"We have seven kids, it's been busy," said Jessica Astle.
Astle is the owner, operator, and the magic behind Black Canyon Gourmet Popcorn. How does she do it with a family of seven kids?
"It is a lot of work. I'm so lucky that it's flexible where we do mostly wholesale and not retail so I don't have to be at the shop at specific hours. I come here when my kids are at school and if they're sick I can stay home with them if I need to. They're usually watched by my mom or my mother-in-law on Mondays and Tuesdays so I can focus on work, but usually they're pretty good. If I need to work throughout the week I can bring them in and they'll make messes while I get work done," Astle said.
The popcorn company started in the early 1990s in Emmett and over the years changed hands and location to Kuna. Now, the Astle family is in charge, making all different flavors of popcorn. From classic kettle corn, to tutti fruitti, chocolate peanut butter, cinnamon toast, and huckleberry.
"My husband's really good at telling me, 'hey we should try this,' and then he'll come help me cook. A lot of times we don't have ingredients for certain things that he wants to try, so we'll run to the store and come back and try a batch and it fails, so we'll go back to the store and come back. It's usually an all day adventure and three or four batches that are messed up before we get to the right consistency or flavor that we like," Astle said.
From start to finish, the popping operation all takes place on Kuna's Main Street. Astle and her handful of employees spend three days a week, cooking and bagging up the popcorn before it's ready for delivery all over Idaho, Utah, and Nevada.
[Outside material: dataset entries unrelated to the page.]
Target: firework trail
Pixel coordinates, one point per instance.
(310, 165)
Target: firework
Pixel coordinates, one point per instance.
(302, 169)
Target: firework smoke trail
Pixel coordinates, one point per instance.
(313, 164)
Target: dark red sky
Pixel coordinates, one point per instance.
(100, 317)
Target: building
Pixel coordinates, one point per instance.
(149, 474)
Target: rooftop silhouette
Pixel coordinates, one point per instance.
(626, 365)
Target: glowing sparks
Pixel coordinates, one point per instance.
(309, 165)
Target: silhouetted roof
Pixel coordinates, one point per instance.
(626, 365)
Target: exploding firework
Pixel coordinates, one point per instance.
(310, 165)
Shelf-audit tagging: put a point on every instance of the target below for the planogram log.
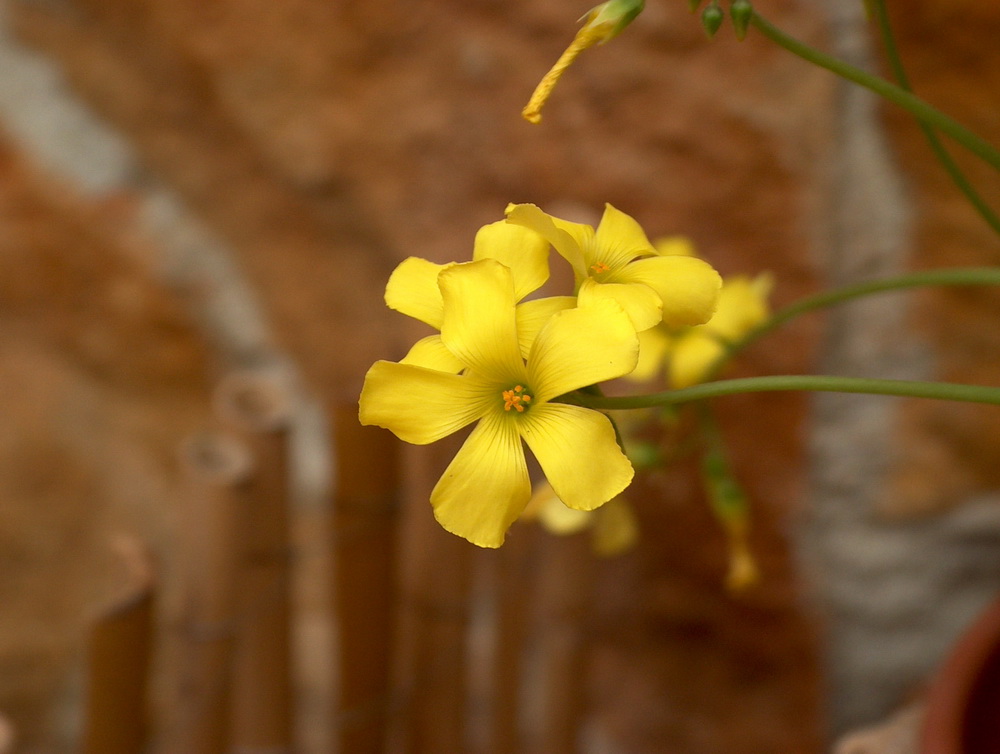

Astle still makes some of the local deliveries herself, right out of her pickup. And all those kids? They help out too.
"We buy our popcorn by the pallet. There are 50 50 pound bags on a pallet, and we don't have any kind of shipping dock in the back or anything. I go get it from the distributor in my pickup truck and I bring it back here about the time the kids are getting out of school. Then it's an assembly line of bringing bags in off the truck. They really don't like that part of the popcorn stuff," Astle said.